M*ther Support Group

Jan 06, 2009 22:05

It's a strange thing, being a first-time expectant mom: I feel the same in every respect, except that I have a creature inside this protruding gut that sometimes taps out morse code. I still find it odd when I try to get out of a chair and discover that I need an extra pair of hands to get the job done. And sometimes I hold up a pair of jeans and think, "These will fit," and I'm shocked when I realize that those pants were made for the memory of a thin girl that once wore my skin (I've also stretched both the jeans and the skin out for her). I get frustrated with the enormity of my breasts. When I dream, I still see myself as I was seven months ago.

I don't have too many friends who have had children. If they do, most of those kids are already in school. It's hard to relate; they've had too much practice at being a mom for their wisdom and advice to sound anything but -- well, motherly advice.

Today I went to some free parenting classes at the local hospital. Mostly it's a chance for new moms to brush up on baby basics, and to swap clothes and find out more about local resources. There were about ten moms and eight babies, all under one year of age (mine being about -2 1/4 months).
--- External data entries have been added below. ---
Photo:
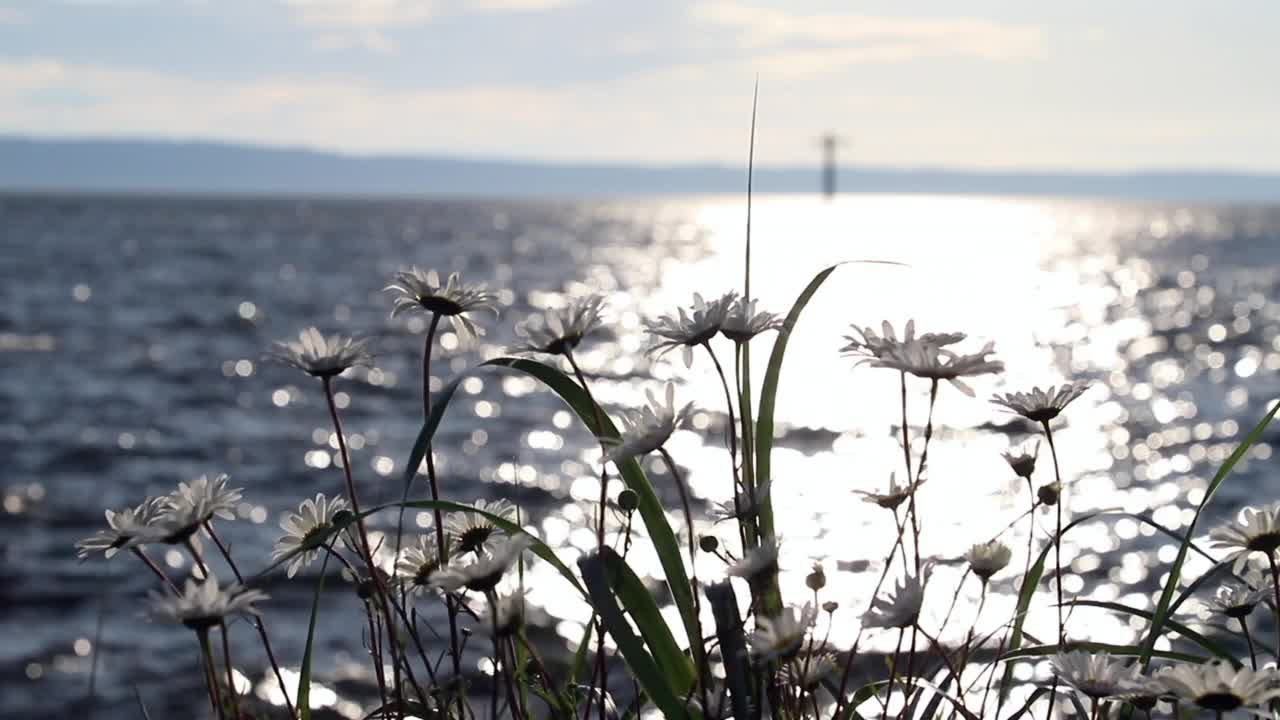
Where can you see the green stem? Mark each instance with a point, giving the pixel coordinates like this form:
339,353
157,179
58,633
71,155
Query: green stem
231,675
1057,536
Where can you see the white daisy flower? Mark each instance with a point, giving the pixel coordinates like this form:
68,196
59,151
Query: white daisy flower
306,531
645,429
417,564
471,529
202,605
871,345
191,506
124,528
743,322
484,573
321,356
894,496
1256,531
421,292
809,670
901,607
758,561
1235,600
986,559
690,329
1096,675
781,637
1022,460
558,332
1216,687
1041,405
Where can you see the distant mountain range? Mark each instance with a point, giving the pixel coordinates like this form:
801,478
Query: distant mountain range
145,165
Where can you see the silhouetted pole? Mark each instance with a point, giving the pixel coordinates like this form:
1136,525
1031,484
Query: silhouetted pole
828,163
It was weird. They had inside jokes about motherhood, and they used words I was unfamiliar with --

--and it struck me: this is a community of new moms, filled with its own language, rituals, and customs. I suddenly felt like an anthropologist, admitted into an exclusive order by virtue of my big belly.

I've never pictured myself as a "mom" before -- the soccer practice, the green beans, the sensible hair cut -- but then again, I still picture myself with unswollen ankles in size six jeans.

So, maybe my self-image has to change. I figure it will take another six months and a lot of baby spit for that to happen.